Récemment, le libéral francophone Louis Michel, ancien ministre des Affaires étrangères et ancien commissaire européen, a encore une fois dit tout le mal qu’il pensait de la fin du vote obligatoire. “Je trouve un peu fort qu’on introduise dans la loi la possibilité de ne pas aller voter”, a-t-il insisté. Là où le vote n’est pas obligatoire, cela favorise davantage les partis de droite ou, en tout cas, un électorat plus privilégié qui votera. Donc, en termes de représentation, cela désavantage les personnes vulnérables ou les personnes moins riches, moins formées. Et donc, par rapport à la démocratie, on ne se rend pas compte mais on réintroduirait par ce biais un vote au pouvoir ou recensement. Louis Michel dénonce une « régression démocratique ».
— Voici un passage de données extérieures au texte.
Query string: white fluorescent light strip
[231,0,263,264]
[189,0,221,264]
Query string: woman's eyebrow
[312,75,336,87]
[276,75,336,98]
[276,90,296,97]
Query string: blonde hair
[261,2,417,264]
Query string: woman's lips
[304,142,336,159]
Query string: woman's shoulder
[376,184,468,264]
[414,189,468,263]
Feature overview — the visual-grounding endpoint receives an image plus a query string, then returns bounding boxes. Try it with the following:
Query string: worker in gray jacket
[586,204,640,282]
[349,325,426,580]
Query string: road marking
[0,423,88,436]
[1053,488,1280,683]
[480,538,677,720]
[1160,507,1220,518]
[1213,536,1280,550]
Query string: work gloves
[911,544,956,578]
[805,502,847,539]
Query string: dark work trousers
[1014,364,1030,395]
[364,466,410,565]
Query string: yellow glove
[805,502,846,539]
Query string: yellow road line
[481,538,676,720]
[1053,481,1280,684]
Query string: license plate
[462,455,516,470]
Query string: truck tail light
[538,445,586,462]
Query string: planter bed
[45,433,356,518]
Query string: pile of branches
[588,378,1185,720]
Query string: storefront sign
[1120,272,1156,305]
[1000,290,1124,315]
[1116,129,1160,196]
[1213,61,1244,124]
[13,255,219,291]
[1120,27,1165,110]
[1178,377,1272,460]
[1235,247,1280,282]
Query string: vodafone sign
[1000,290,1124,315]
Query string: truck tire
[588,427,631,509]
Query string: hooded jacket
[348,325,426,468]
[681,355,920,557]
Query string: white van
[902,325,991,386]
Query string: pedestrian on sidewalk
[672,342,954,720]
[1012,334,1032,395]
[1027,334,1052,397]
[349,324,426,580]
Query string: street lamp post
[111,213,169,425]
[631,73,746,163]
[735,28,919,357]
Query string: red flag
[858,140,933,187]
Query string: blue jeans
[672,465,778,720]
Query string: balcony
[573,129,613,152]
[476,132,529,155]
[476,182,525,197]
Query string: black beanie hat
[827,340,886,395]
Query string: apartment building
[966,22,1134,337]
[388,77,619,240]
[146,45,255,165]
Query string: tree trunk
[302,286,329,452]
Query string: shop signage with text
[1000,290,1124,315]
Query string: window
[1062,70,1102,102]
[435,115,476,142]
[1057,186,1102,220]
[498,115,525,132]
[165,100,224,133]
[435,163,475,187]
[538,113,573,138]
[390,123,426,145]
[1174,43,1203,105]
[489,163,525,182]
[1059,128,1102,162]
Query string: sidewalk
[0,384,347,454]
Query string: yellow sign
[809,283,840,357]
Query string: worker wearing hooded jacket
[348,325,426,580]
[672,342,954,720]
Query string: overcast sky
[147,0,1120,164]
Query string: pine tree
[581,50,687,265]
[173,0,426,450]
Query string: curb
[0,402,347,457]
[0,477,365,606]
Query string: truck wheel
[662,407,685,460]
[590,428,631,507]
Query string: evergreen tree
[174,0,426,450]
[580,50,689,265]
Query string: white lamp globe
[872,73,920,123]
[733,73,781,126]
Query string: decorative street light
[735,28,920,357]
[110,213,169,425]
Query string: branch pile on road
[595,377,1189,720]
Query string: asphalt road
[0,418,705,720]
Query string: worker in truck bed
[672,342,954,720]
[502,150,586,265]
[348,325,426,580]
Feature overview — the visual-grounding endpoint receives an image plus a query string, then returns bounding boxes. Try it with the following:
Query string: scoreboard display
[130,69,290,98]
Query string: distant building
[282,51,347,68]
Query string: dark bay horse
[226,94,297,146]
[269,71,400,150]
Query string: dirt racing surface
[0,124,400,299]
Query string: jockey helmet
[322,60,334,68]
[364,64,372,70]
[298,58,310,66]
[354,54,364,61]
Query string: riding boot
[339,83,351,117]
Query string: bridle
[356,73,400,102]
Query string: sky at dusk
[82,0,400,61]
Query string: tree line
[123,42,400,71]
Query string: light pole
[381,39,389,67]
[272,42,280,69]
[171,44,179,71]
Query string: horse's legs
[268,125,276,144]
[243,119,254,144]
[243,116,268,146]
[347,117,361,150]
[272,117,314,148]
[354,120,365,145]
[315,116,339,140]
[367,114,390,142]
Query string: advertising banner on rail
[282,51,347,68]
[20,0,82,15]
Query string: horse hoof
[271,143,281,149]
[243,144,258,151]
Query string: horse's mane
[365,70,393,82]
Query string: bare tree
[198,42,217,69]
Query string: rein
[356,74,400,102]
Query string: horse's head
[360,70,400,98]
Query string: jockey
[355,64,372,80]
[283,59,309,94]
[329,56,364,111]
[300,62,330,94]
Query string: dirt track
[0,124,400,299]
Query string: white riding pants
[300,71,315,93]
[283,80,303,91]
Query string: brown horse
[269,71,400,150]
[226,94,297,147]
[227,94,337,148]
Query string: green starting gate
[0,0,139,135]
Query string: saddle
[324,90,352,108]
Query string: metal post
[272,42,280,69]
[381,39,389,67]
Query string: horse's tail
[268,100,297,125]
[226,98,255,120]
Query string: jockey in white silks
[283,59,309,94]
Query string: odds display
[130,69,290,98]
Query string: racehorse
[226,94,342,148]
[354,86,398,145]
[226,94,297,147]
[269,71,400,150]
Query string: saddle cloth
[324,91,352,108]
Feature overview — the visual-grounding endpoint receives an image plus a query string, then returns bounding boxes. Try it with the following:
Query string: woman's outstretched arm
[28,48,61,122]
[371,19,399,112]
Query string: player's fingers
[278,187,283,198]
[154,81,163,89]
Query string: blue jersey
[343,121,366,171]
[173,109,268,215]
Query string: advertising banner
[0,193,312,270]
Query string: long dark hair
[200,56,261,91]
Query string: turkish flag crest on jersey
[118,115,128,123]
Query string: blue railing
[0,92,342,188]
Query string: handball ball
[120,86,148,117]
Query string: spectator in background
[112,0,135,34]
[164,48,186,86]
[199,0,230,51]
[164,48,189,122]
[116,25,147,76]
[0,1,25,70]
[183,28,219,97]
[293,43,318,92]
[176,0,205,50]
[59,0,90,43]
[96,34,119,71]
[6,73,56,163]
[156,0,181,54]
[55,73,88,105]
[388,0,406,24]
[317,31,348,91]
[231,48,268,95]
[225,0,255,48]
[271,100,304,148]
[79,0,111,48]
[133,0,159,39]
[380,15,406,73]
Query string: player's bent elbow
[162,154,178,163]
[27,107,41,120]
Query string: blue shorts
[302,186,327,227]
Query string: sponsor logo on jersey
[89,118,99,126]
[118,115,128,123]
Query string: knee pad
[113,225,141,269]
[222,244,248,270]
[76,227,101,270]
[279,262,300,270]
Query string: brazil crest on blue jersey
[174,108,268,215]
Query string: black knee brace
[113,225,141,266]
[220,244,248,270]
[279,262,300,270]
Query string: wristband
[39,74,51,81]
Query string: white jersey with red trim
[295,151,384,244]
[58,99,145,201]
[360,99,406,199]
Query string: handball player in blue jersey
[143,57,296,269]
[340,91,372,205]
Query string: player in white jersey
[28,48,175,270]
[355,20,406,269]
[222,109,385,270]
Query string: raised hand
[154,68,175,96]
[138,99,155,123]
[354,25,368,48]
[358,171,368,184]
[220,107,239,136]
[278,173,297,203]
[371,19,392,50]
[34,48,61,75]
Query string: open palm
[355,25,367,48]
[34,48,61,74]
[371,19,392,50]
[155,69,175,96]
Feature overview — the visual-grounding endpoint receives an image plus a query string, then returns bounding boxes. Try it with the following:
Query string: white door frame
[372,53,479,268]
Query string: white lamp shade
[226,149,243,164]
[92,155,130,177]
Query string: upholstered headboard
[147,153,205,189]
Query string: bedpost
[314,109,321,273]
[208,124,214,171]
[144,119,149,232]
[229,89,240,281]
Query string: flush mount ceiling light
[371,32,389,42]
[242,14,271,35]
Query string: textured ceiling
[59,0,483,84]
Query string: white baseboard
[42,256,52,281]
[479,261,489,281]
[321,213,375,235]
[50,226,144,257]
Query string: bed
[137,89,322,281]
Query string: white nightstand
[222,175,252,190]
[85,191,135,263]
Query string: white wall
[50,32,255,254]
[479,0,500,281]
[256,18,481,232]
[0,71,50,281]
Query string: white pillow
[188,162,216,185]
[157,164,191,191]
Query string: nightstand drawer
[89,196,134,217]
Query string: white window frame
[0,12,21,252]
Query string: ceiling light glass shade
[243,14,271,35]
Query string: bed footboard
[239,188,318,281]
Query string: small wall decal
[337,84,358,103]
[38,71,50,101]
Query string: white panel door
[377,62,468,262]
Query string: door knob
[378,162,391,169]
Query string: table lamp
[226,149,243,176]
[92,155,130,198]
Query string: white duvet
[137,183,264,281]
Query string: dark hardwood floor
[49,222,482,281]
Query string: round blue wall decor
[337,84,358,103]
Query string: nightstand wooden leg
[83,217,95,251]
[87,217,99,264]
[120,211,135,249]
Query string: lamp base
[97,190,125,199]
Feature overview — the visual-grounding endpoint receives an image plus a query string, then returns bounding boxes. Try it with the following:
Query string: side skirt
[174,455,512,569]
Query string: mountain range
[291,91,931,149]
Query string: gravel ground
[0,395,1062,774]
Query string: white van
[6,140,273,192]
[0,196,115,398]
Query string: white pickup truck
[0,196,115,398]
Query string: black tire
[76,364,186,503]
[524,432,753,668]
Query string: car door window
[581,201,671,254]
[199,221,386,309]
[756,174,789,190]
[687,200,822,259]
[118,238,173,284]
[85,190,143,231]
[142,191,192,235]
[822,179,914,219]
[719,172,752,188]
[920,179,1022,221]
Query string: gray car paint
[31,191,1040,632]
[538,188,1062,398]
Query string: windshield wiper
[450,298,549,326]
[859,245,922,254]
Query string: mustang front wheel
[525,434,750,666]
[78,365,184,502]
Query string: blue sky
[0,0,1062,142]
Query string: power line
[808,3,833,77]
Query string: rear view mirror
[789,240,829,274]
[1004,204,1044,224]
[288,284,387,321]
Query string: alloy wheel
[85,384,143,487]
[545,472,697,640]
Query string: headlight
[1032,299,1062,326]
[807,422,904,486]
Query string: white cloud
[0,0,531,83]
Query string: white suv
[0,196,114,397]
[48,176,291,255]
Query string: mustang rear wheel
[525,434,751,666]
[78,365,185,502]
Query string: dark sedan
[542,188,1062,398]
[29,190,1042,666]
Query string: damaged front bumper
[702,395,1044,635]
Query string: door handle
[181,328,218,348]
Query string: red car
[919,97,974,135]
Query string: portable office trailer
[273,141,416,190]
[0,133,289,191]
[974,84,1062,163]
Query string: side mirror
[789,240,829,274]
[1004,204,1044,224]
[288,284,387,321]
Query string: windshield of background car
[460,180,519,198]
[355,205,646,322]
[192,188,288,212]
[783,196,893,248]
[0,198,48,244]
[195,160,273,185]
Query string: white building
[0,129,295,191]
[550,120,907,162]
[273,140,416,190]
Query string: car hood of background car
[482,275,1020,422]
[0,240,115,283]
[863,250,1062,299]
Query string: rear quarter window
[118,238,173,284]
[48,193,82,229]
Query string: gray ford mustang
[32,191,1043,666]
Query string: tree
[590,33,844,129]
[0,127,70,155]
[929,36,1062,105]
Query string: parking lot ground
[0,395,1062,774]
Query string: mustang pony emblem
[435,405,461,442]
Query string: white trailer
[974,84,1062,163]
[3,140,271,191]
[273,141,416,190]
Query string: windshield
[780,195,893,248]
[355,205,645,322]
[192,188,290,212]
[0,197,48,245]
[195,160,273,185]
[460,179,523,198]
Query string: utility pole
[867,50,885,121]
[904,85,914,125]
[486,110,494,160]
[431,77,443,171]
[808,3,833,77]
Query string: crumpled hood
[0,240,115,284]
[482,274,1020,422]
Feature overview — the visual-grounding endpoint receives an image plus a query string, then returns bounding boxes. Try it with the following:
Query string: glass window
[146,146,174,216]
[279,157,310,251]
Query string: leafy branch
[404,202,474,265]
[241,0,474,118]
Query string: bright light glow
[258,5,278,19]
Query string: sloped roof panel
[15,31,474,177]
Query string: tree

Les résultats des élections municipales en Flandre tendent à lui donner raison, même s’il est trop tôt pour faire une corrélation entre la fin du vote obligatoire et les scores de certains partis.

Victimes collatérales des communistes

A Anvers, la N-VA de Bart De Wever a obtenu 37% des voix. Si le communiste PTB-PVDA, présenté comme son principal concurrent, arrive en deuxième position, il dépasse à peine les 20 %. Ce qui, selon certains dirigeants communistes, est la conséquence directe de la fin de l’obligation de voter. Une partie de leur électorat, plus précaire et allergique à la politique, ne serait pas venue.

En revanche, le Vlaams Belang a été un succès. Il a multiplié les bons scores dans différents endroits de Flandre et a surtout obtenu la majorité absolue à Ninove, commune située entre Bruxelles et Gand. Il est vrai que les électeurs avaient des comptes à régler avec les partis démocrates qui avaient refusé de gouverner avec le Vlaams Belang, vainqueur des élections municipales de 2018. Le « bélanger » Guy D’haeseleer sera le prochain maire de cette commune de la vallée de la Dendre. Du moins si les accusations de fraude contre son parti sont levées.

La Belgique se retrouve ainsi avec un modèle hybride où le vote est obligatoire pour certaines élections (fédérales, régionales, européennes) mais pas pour d’autres (communes en Flandre). À l’avenir, cela pourrait relancer les débats sur la cohérence de ce système.

Au Luxembourg, toute personne inscrite sur les listes électorales est obligée de voter le jour du scrutin. Toutefois, les électeurs âgés de plus de 75 ans et les Luxembourgeois résidant à l’étranger sont exemptés du vote obligatoire.